As Christmas gets nearer and nearer - it just reminds me even more that this will be our first Christmas without dad here. I was wrapping a present this week, and the gift bag I was using was recycled from a previous Christmas. On the tag it said - Love mom and dad. It was an instant reminder that there would be no gifts for or from dad this year.

My mom had a hard time decorating the tree this year. A lot of her ornaments are homemade from us as kids - and a lot have all of our names on them - even my dad's. So that was a reminder to her that my dad is not here this year either.

I still plan to make the best of this Christmas. Last year was the worse Christmas possible. My dad got admitted the day after Christmas because his bowel reperforated. Christmas was spent tending to my dad, and panicking, and wondering if we should bring him to the ER. He was also really out of it, and didn't know where we were or who he was.

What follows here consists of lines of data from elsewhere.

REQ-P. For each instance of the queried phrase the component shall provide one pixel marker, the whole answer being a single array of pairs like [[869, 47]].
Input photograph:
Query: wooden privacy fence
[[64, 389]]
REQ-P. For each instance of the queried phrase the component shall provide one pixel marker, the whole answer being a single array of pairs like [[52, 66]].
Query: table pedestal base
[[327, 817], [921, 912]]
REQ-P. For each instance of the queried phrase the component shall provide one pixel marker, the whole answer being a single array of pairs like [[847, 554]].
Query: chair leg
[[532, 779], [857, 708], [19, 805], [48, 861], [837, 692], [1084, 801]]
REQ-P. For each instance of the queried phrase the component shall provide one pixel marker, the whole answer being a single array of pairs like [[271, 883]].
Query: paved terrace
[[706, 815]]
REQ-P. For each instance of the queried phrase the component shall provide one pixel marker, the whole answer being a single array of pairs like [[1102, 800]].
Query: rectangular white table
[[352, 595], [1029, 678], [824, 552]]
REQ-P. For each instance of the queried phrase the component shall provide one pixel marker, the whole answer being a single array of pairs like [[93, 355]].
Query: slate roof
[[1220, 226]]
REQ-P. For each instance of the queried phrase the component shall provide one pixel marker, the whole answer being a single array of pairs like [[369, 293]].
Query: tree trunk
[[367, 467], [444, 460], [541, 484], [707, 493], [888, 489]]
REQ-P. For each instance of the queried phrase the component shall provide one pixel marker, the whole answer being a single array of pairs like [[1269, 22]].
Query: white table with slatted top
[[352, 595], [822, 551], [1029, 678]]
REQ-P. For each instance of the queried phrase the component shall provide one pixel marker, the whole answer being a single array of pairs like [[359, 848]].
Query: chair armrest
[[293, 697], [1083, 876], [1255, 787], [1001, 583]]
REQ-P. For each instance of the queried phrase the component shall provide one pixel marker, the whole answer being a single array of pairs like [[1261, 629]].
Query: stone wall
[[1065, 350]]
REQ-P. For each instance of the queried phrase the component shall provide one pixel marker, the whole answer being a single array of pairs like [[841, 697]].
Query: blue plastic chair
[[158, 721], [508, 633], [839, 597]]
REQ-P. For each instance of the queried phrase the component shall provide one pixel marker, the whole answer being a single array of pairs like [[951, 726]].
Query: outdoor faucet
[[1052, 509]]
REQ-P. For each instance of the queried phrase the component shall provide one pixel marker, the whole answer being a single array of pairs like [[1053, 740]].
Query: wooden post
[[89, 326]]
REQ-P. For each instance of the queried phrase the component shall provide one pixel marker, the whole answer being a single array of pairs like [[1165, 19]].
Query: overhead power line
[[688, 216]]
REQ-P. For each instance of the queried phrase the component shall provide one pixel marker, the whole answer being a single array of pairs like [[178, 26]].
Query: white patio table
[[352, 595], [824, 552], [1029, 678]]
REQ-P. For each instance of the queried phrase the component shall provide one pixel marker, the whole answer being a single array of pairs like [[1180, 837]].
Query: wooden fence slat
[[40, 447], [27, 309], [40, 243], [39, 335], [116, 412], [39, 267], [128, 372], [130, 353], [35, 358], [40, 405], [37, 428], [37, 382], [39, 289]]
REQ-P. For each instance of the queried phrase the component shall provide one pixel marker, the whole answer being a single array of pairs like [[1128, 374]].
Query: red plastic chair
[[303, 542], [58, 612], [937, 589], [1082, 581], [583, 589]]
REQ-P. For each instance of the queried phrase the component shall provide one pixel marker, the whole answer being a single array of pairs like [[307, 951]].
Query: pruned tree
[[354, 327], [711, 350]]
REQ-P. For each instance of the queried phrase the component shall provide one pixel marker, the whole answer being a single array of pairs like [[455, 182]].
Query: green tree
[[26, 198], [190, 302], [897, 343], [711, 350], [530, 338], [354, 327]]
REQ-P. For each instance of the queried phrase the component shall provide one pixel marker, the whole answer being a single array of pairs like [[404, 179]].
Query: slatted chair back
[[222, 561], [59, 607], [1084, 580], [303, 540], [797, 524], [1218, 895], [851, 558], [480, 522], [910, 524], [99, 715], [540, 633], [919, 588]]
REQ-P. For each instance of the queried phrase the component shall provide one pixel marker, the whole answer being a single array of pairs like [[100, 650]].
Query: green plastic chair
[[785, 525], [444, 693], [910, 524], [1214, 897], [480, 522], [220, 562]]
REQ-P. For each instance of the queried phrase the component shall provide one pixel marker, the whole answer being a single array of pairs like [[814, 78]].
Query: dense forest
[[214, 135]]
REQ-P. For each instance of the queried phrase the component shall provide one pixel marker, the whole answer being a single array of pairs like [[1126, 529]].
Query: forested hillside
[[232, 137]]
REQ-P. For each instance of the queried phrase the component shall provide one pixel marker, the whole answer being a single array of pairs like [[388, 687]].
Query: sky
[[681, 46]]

So because of that, I plan to make it the best Christmas possible. I am sure there will be tears and sadness, but I want it to also be happy. I know dad is there with us in spirit. How awesome for him - he gets to spend his first Christmas in Heaven. He gets to spend it with his brother Jerry, and grandbaby. I can only imagine what all of the christmas lights look like from up in Heaven. Yes - I know he'll be smiling down on us, and sending us lots of warm fuzzy memories all day.